Urban planners in the mid 20th century really got a lot wrong. In fact, from this distance, it seems as if they got everything wrong. In simplistic terms, they insisted that that old was bad and modern was good, that cars should come first, and that housing for the masses should be mass produced. As if with a twinge of guilt, to offset that, planners decreed that housing should be placed in meadows of green. Green is good for housing right?

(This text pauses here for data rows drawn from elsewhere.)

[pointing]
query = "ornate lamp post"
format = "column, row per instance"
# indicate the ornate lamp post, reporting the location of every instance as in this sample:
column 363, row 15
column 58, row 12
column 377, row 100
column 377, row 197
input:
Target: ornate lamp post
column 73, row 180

Well, when it is done like this, not so much. So many cities in England and North America have residential areas like this. They are low density odes to some perceived benefits of a pastoral life. The thinking seemed to be: “Cities bad, polluted, dark, and scary. The suburbs good and bright, clean and healthy.” To a certain extent, there was some truth in this. Many industrial cities prior to World War 2 were not nice places to live. But the other extreme to which the planning for these suburban areas created a whole new set of problems.
This is a housing estate of about 400 units that was built from the late 1960s into the 1980s. My experience tells me that this place will be a colossal failure in meeting the realities of the 21st century. For one, this place requires very high energy inputs to make it work. The low density and single land use of the development ensures that no one does any meaningful walking. These two factors also combine to make mass transit use inefficient. The development sprawls up the side of a very steep hill, ensuring that biking is limited for most people. Thus by default, private cars are by far the dominant form of transportation. Any community that is over-reliant on private automobiles is extremely vulnerable to energy and financial shocks.
Another energy related issue is with the houses themselves. While they have better windows than many much older buildings, all in all they appear to be rather flimsy. They lack the dense building material that can make it easy to regulate temperate year round. The low density groupings of no more than four units per building also limits the conservation of energy via thermal mass.
On a smaller energy scale, but important symbolically, is all that grass. It has to be mowed, which these days means gas powered machines. More importantly, that grass represents the value of consumption over production; those green areas do nothing for anyone or the environment. They don’t produce food, fiber, or energy.
So this is a high energy place, with a large, primarily carbon, footprint. This is what I would consider to be the antithesis of a truly sustainable community.
The design of this place also shows glaring weakness in meeting the social needs of the 21st century. Planners in the 20th century never understood the difference between an ideal density and crowding. In the reaction to horrid overcrowding in industrial cities, planners spread out houses in an attempt to introduce open space, thus reducing the anti-social effects of crowding. In the trade however, they lost the benefits of density. Those benefits are numerous and have been detailed by urban luminaries such as William H. Whyte and Jane Jacobs. Two of the most important benefits of density are increased security and the serendipitous social effects of random meetings.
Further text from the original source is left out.